Two ultra-high dividend stocks to buy the dip
The third-quarter earnings hinted at the early impact of high inflation and rising interest rates on several companies’ net income. Sometimes, stocks fall due to uncertainty around the macroeconomic environment and sometimes due to weaker-than-expected fundamentals. But stocks with long-term demand can bounce when the economy recovers.
The first phase of the rally was visible from October 12, when the TSX Composite Index jumped 12% in fewer than 50 days. Even the dividend stocks that don’t see significant price momentum jumped 8-20% as a slowdown in interest rate hikes bought relief to the already stretched budgets of companies and individuals.
Now is the time to be brave and lock in ultra-high dividend yields at prices you might never get for another decade.
Slate Office REIT
Slate Office REIT (TSX:SOT.UN) is a small-cap commercial real estate investment trust (REIT) that offers more than 8% distribution yield. It has 53 commercial properties in Canada, with 81.9% occupancy. Amid rising interest rates, the REIT’s weighted average debt interest rate increased to 3.9% from 3.3% last year. But that did not impact its distributions.
The REIT’s growth strategy is to have a high credit-ranking tenant base that can attract other companies and increase occupancy. A large-cap REIT has over 97% occupancy, but that limits its growth. At 82% occupancy, Slate Office has ample room to lease more property.
In the third quarter, Slate Office REIT disposed of a Toronto property to buy a Chicago property that has a 10-year lease with Pfizer and a significant occupancy upside. The management is conducting a strategic review to dispose of low-yield properties and buy high-yield properties with an attractive tenant base. This strategy, if implemented effectively, could increase the REIT’s occupancy and help it generate higher rent.

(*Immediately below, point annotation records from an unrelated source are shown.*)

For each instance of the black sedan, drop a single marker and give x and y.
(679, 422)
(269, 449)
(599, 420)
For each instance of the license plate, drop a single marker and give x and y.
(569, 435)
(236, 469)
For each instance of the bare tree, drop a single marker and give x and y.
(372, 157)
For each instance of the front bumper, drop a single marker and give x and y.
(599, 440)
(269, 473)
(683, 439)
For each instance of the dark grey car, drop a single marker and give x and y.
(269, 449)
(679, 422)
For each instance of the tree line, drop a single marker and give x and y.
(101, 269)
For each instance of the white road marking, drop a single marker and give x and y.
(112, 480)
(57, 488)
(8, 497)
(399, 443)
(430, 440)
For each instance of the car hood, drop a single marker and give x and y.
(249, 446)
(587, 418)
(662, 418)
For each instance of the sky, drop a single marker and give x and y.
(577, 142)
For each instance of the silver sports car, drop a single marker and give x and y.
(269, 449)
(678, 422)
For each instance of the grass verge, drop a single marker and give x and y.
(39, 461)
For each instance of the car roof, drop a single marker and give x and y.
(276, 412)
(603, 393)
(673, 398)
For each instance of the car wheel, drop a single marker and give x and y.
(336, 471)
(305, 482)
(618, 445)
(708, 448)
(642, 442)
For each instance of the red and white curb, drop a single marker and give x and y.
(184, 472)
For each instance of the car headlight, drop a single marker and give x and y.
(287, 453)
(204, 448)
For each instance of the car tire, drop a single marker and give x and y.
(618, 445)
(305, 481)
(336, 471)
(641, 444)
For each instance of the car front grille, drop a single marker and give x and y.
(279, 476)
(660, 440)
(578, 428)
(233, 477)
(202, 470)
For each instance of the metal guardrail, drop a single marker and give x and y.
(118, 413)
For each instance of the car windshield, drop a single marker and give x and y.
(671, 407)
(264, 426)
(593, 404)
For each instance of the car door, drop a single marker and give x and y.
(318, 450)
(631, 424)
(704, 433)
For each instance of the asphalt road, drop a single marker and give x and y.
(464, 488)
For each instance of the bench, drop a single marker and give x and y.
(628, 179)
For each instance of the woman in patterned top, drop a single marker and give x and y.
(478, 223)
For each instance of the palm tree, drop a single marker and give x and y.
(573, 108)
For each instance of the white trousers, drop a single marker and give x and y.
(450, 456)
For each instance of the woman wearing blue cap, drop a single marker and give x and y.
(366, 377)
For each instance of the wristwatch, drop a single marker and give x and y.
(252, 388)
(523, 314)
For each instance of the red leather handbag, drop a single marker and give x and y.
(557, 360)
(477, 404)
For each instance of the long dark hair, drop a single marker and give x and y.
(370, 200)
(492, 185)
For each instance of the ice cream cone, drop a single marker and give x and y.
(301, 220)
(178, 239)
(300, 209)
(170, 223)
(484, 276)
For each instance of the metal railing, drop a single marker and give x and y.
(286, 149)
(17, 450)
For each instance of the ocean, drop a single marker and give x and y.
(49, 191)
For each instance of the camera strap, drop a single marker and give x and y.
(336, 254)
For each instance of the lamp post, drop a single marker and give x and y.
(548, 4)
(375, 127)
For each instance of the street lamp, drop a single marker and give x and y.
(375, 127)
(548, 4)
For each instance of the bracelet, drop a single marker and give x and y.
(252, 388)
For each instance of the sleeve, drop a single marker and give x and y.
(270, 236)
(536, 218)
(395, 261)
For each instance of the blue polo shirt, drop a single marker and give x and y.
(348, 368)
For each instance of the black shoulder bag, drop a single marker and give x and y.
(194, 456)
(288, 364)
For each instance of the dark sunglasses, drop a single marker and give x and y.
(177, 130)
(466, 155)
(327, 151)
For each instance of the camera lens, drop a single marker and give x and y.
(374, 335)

You can buy Slate Office REIT stock at a 22% discount from its pre-pandemic level and lock in an 8.65% yield. The REIT halved its distribution in 2019, but it can now sustain its $0.40 annual distribution with a payout ratio of 75.9%. It is a once-in-a-decade opportunity to buy a commercial REIT at depressed prices. (The last time property prices fell was in 2009.) When the economy recovers, Slate Office REIT stock could bounce to its pre-pandemic levels — a 27% upside.
Another stock with an 8.5% dividend yield
The non-bank lender for income-generating real estate investors, Timbercreek Financial (TSX:TF), benefitted from the interest rate hike. Yet the company’s stock price fell 14% from mid-August to early November. But the stock jumped 6.5% after it released strong third-quarter earnings on November 10. Its distributable income surged as a 175-basis-point (bps) interest rate hike in July and August increased its weighted average interest rate to 8.5% from 7.2% in the previous quarter.
Timbercreek provides (one- to five-year) short-term mortgages, of which 93% are floating rates. Hence, interest rate hikes increase its interest income but reduce loan origination volume. Lower loan origination almost halved (47.6% year over year) its lender fees. The $8 billion jump in interest income more than offset the $1 billion dip in lender fee income.
Timbercreek management expects to continue paying monthly dividends of $0.0575 per share, as its adjusted payout ratio of 86.2% is within the expected range. It is a once-in-a-decade price to lock in an 8.53% dividend yield before the stock recovers. Once property prices rise, Timbercreek stock could return to its average price of over $9.5, representing 17% upside.